Conditional inactivation of Smarcb1 in P0 permissive mouse cells generates rhabdoid tumors in the peripheral nervous system and in the brain

Jeremie Vitte 1, Fabrice Chareyre1, Anat Stemmer-Rachamimov2, Alexander Judkins3, Marco Giovannini1
1Department of Head and Neck Surgery, David Geffen School of Medicine at UCLA, Los Angeles, USA, 2Molecular Neuro-Oncology and Pathology Department, Massachusetts General Hospital and Harvard Medical School, Boston, USA, 3Department of Pathology and Laboratory Medicine, Children's Hospital Los Angeles, Keck School of Medicine, University of Southern California, Los Angeles, USA

Inactivation of the SMARCB1/Snf5/Ini1 tumor-suppressor gene was originally described as a hallmark of malignant rhabdoid tumors (MRT), an aggressive tumor of early childhood. Recently, SMARCB1 germline mutations have been found in patients with familial or sporadic schwannomatosis, which is characterized by the onset of multiple schwannomas, benign tumors occurring during adolescence and adulthood. The mechanisms by which SMARCB1 germline mutations predispose to schwannomatosis versus MRT are still unknown. Schwannomas are benign neoplasms of the peripheral nerve sheath and are believed to have their origin in embryonic neural crest cells. We used conditional mutagenesis to investigate the role of Smarcb1 biallelic inactivation in mouse neural crest and Schwann cell lineage. In this model, Cre recombinase expression was under the control of the protein zero (P0) gene promoter. P0Cre;Smarcb1flox/flox mice showed reduced viability and at 5 months of age most of the mice presented tumors arising from different cranial nerves (olfactory, trigeminal, vestibulocochlear) or developing in the brain. Brain tumors were mostly found very close to or in contact with the meninges of the rostral part of the cortex leading to the hypothesis that these tumors would arise from the cranial neural crest cell-derived meninges.

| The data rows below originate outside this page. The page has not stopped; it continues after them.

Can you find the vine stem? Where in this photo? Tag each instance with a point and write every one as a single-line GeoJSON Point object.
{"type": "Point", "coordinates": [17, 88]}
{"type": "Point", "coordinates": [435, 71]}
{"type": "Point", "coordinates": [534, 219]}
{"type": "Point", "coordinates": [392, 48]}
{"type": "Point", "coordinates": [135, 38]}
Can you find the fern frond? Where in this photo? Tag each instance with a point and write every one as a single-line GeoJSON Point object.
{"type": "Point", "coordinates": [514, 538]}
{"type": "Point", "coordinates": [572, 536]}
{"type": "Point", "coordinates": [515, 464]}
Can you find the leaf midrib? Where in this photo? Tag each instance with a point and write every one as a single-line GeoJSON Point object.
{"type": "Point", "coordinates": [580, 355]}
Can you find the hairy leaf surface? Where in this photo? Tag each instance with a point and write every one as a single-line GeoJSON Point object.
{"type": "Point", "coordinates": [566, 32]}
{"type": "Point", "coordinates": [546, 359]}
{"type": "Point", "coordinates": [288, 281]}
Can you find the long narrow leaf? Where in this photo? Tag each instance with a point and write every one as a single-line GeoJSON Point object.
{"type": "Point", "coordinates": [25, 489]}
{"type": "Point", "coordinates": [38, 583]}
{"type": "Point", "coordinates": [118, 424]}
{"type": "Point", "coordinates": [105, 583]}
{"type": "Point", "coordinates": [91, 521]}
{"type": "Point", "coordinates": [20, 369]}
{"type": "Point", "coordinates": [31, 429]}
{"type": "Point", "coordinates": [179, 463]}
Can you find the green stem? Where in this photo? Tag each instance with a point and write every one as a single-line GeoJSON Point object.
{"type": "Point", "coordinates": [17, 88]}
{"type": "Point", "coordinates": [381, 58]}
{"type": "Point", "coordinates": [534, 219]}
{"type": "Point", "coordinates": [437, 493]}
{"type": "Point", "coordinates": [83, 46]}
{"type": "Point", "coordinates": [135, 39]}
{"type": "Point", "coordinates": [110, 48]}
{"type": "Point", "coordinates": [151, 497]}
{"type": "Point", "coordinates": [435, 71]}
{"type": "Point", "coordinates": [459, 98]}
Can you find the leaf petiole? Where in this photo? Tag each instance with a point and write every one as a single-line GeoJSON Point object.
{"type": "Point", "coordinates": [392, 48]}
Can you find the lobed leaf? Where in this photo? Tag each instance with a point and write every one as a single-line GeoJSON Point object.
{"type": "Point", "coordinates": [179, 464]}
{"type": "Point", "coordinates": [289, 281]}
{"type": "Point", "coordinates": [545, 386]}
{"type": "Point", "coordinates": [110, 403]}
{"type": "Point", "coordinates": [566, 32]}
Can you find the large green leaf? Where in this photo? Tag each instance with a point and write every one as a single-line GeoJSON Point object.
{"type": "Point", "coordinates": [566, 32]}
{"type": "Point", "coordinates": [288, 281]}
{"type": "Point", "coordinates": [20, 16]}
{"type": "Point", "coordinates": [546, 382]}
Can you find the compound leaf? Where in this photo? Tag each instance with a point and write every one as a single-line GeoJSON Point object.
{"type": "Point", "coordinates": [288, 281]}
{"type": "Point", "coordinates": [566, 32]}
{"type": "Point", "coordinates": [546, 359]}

Analysis of the tumors demonstrated typical histological features of rhabdoid tumors with a histologic spectrum from a primitive neuroectodermal pattern to a more differentiated mesenchymal pattern with extensive spindle shape cell differentiation. Typical rhabdoid cells were found isolated or in nest in most of the tumors. Molecular analysis of the tumors showed derepression of cyclin D1 as found in mouse and human MRT. Altogether, our data not only establish a new model of Smarcb1-related tumorigenesis, but also provide important insight into the cell of origin of MRT.